Lin Lei y Bebe tardaron un buen rato en ver a esa bestia mágica.
Un raptor.
—¿Un raptor? —Lin Lei sonrió. Conocía bien a los raptores. Aunque era una bestia de nivel siete, su defensa era de las más anormales. Siendo ambas de nivel siete, la defensa del raptor era mucho más impresionante que la del leopardo de rayas doradas. Y el leopardo era mucho más rápido que el raptor.
—Jefe, dices que tu ataque es fuerte, ¿puedes matar a este raptor de un solo golpe? —dijo Bebe de repente.
Las escamas del raptor tenían casi medio metro de grosor, y el cráneo de su cabeza, la zona vital, era terriblemente duro. Aunque el raptor se movía lentamente, su defensa igualaba a la de una bestia de nivel ocho común.
—¿Un solo golpe? Nunca lo he intentado. Hoy lo probaré.
Lin Lei desenvainó la pesada espada de ébano negro de su espalda. Caminó directamente hacia el raptor, paso a paso.
El raptor tenía la altura de un edificio de dos pisos y medía casi veinte metros de largo. Con un volumen tan enorme, Lin Lei, comparado con él, parecía una pequeñez.
—¡Rugido! —el raptor rugió furiosamente contra Lin Lei.
Pero Lin Lei, sosteniendo la pesada espada de ébano negro, siguió caminando descalzo, paso a paso.
De repente...
la velocidad de los pasos de Lin Lei se aceleró de golpe, y cargó a gran velocidad hacia el raptor. El raptor rugió de nuevo, y al mismo tiempo, su cola se abatió con fuerza. La velocidad de la cola del raptor era realmente impresionante.
—¡Clang! —la pesada espada de ébano negro de Lin Lei bloqueó la cola con gran rapidez y precisión.
Pero la fuerza del golpe de la cola era demasiado grande. Lin Lei se impulsó contra el suelo, y aprovechando la fuerza del impacto de la cola y la reacción del suelo, saltó en diagonal hacia el raptor.
Al ver al humano frente a él, el raptor abrió inmediatamente sus fauces.
—¿Eh, este humano? —el raptor se sorprendió al ver que el humano blandía la pesada espada de ébano negro con la misma ligereza que si agitara una brizna de paja, y luego la dejó caer directamente sobre su cabeza.
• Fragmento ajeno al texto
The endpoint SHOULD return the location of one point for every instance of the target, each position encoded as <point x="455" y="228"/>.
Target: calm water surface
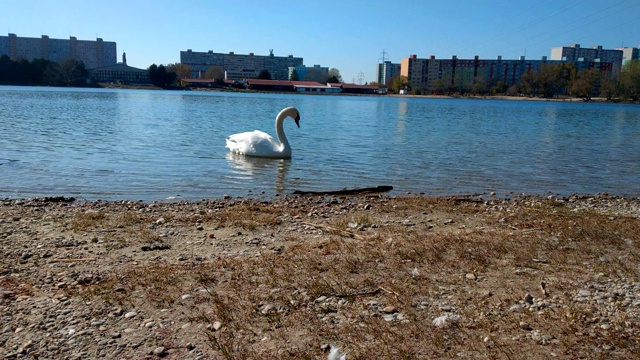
<point x="152" y="145"/>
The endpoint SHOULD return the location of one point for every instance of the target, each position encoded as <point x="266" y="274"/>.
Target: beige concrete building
<point x="92" y="53"/>
<point x="278" y="66"/>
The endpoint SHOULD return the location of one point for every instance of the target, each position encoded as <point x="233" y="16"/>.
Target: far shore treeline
<point x="548" y="82"/>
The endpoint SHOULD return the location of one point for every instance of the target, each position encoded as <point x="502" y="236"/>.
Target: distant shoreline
<point x="562" y="98"/>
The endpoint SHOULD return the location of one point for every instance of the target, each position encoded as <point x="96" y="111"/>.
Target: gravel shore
<point x="377" y="276"/>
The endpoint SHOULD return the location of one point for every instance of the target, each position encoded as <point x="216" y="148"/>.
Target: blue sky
<point x="349" y="35"/>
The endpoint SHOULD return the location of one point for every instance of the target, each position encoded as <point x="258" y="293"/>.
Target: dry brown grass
<point x="418" y="270"/>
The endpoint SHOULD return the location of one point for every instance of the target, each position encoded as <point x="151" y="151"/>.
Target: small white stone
<point x="130" y="315"/>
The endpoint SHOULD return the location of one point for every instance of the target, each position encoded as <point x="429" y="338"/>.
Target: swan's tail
<point x="334" y="354"/>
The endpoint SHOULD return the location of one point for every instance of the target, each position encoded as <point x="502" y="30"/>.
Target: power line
<point x="576" y="25"/>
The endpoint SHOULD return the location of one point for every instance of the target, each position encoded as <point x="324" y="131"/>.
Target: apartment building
<point x="386" y="71"/>
<point x="278" y="66"/>
<point x="93" y="54"/>
<point x="575" y="54"/>
<point x="437" y="75"/>
<point x="311" y="73"/>
<point x="629" y="54"/>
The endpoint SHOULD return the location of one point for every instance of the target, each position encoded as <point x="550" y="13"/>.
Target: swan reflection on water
<point x="259" y="170"/>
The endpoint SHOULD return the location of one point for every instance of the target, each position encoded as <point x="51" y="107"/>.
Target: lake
<point x="114" y="144"/>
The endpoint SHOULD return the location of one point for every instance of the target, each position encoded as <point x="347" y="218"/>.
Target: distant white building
<point x="92" y="53"/>
<point x="629" y="54"/>
<point x="315" y="73"/>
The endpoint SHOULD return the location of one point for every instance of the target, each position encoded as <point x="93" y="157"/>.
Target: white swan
<point x="261" y="144"/>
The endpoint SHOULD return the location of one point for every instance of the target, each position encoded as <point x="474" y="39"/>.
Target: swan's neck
<point x="285" y="147"/>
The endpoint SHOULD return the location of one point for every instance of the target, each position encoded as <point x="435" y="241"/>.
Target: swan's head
<point x="297" y="118"/>
<point x="291" y="112"/>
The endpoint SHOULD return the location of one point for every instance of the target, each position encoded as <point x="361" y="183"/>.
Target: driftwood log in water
<point x="358" y="191"/>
El raptor confiaba en que su cráneo era la parte más dura de todo su cuerpo.
Efectivamente...
cuando la espada pesada, que parecía tan ligera, tocó el cráneo, no representó ninguna amenaza. Pero en el instante del contacto, una fuerza terrorífica estalló de repente. Como si un dique se hubiera roto, la increíble fuerza se liberó en un solo momento. El raptor solo oyó un crujido de huesos rotos, y luego no supo nada más.
Bebe observó la escena conmocionado.
Lin Lei había golpeado con la espada justo en el cráneo, la parte más dura del raptor, y el cráneo se había roto como si fuera frágil. Los sesos y la sangre brotaron. El enorme cuerpo del raptor cayó al suelo con un estruendo. Mientras tanto, Lin Lei aterrizó con elegancia.
—¡Jefe, guau! ¿Cómo es que eres tan fuerte? —Bebe corrió emocionado.
Lin Lei sonrió y dijo: —En este año y más, he perfeccionado la combinación de mi fuerza con el qi de sangre de dragón hasta un punto casi perfecto. Luego, basándome en mi comprensión de la tierra, logré superar el simple nivel de fuerza y qi, y comprendí el estado que los antepasados de mi clan Baruch llamaban 'levantar lo pesado como si fuera ligero', y así nació esta técnica del 'Trueno que Corre'.